Sirva este, mi mensaje 3000, de emocionado homenaje y gratitud por siempre a la Virgen Santísima por ser el camino que me ha llevado a Cristo, por ser mi fiel compañera en esta vida, porque su amor maternal nunca me ha abandonado. Para leerlo sólo hace falta soñar, imaginar, orar y dejar latir en nuestro interior aquello que desde niños conocemos: Que aunque mi amor te olvidase, no te olvidas tu de mi.
 


    La vida tiene muchos trajines, golpes y problemas y también éxitos y galardones que hacen que a veces el hombre de la espalda a Dios. Es el caso de Diego, un hombre de unos cuarenta y tantos años que caminaba solo de recogida camino de su casa situada en la Calle de las Agustinas el pasado sábado. La Fe había quedado muy en el olvido para él, casi había olvidado a Dios, pero lo que él no podía imaginar es que Dios nunca se había olvidado de él y esa noche, como una sonrisa del cielo iba a contemplar algo que marcaría para siempre su vida, algo que no puede volver a revivir sin llenarse de lágrimas, sin que una dicha especial llene todo su ser, pero sabiendo de la devoción y piedad que este Foro siente por la Madre Dolorosa, va, no sin dificultad a intentar narrarnos la celestial escena que sus ojos pudieron contemplar.


    Era muy de noche, cuando se apagan las luces del mundo y en la soledad se escucha el latir de los corazones, cuando por las ventanas de Jesús entra tan sólo la luz de la luna para iluminar las escenas del mayor Amor, algo sucede en el interior de la Iglesia. Olor a flores, las grandes galas preparadas, todo está listo como si la noche santa del Prendimiento del Señor se hubiera trasladado al cálido otoño de la ciudad de Murcia.

    Algo había oído por el barrio de que iban a coronar a la Dolorosa y, al pasar junto a la Iglesia de Jesús, no pudo resistir la tentación de asomarse por una rendija de la puerta La Señora luce maravillosa en su trono, guapa como siempre pero en esta ocasión más hermosa que nunca.. El conjunto de imágenes permanece quieto, inmóvil en las capillas, pero, de pronto, la luz tenue que se cuela como una espía para contemplar tanta belleza, va iluminando cada uno de los pasos de Jesús y milagrosamente, como bendición caída del Cielo, los personajes, todos ellos, toman vida.

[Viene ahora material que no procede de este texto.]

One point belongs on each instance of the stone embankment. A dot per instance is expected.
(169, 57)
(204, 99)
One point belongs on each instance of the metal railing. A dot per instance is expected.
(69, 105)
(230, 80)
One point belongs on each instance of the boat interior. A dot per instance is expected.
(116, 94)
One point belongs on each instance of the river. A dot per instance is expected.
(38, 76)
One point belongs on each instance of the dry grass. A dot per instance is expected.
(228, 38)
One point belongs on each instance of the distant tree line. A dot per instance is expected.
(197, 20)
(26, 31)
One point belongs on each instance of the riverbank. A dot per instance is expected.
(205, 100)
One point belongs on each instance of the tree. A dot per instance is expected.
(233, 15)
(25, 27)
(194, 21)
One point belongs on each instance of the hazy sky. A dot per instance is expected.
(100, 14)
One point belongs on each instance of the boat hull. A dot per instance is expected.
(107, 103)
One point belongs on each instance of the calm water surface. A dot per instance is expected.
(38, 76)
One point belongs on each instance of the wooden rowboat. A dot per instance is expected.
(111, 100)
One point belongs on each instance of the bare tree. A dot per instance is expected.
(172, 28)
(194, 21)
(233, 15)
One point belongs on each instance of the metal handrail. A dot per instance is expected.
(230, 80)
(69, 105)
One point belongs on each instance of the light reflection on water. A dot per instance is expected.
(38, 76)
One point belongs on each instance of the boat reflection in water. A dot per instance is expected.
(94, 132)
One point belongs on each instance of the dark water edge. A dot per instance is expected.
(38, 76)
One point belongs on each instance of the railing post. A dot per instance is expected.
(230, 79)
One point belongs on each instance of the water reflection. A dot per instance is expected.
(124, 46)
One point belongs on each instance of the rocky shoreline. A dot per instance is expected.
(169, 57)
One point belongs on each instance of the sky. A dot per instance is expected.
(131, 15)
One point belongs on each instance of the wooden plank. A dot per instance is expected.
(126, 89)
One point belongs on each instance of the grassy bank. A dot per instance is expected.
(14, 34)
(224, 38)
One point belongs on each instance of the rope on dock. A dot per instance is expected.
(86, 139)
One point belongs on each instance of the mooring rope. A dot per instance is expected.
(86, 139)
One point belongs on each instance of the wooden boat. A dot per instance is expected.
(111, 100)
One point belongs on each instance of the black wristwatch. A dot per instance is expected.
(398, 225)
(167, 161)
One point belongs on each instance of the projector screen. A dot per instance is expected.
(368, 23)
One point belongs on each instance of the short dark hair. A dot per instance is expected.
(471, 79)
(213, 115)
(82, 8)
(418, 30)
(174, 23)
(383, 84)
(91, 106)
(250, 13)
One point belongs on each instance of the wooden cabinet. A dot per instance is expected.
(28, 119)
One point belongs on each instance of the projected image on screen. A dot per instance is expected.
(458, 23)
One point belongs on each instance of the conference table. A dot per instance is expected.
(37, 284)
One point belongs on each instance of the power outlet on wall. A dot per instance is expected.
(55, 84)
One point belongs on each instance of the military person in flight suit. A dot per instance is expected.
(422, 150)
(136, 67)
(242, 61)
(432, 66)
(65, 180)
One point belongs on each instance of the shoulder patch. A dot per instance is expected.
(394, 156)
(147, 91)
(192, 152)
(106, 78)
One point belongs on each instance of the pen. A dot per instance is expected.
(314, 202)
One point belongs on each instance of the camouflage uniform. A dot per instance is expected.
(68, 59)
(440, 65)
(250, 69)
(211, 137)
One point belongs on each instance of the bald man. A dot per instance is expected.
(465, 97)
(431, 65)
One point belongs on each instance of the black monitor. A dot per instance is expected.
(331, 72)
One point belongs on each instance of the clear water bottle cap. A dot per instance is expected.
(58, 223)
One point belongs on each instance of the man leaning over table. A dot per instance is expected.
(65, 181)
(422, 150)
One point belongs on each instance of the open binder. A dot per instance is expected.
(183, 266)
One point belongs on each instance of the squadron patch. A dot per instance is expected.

    No podían permanecer más tiempo inmóviles ante el gran acontecimiento que Murcia iba a vivir en las horas próximas. En la mesa del cenáculo los apóstoles se levantan de sus barrocas butacas y mientras bajan los escalones que les separan del suelo de la Iglesia, hablan entre sí soñando con poder acompañar a la Virgen en tan gran día. Juan, con el ímpetu propio de su juventud se adelanta al resto y acude presto a acariciar el trono que cuatro querubines bajados de la misma Gloria Celestial custodian, sustentan, miman y veneran mientras llenan de caricias toda la presencia maternal de la Virgen que los contempla con ternura.

 


    Se oye un sollozo estremecedor, los angelotes cesan un momento sus cánticos y alabanzas, el revuelo gozoso se hace silencio. Detrás de una columna, escondido, cabizbajo, llora amargamente Judas. Sabe que no es digno de acariciar siquiera el trono de la Virgen Madre, aunque espera que su llanto amargo sea su particular ofrenda a aquella a quien también traicionó al entregar al Maestro.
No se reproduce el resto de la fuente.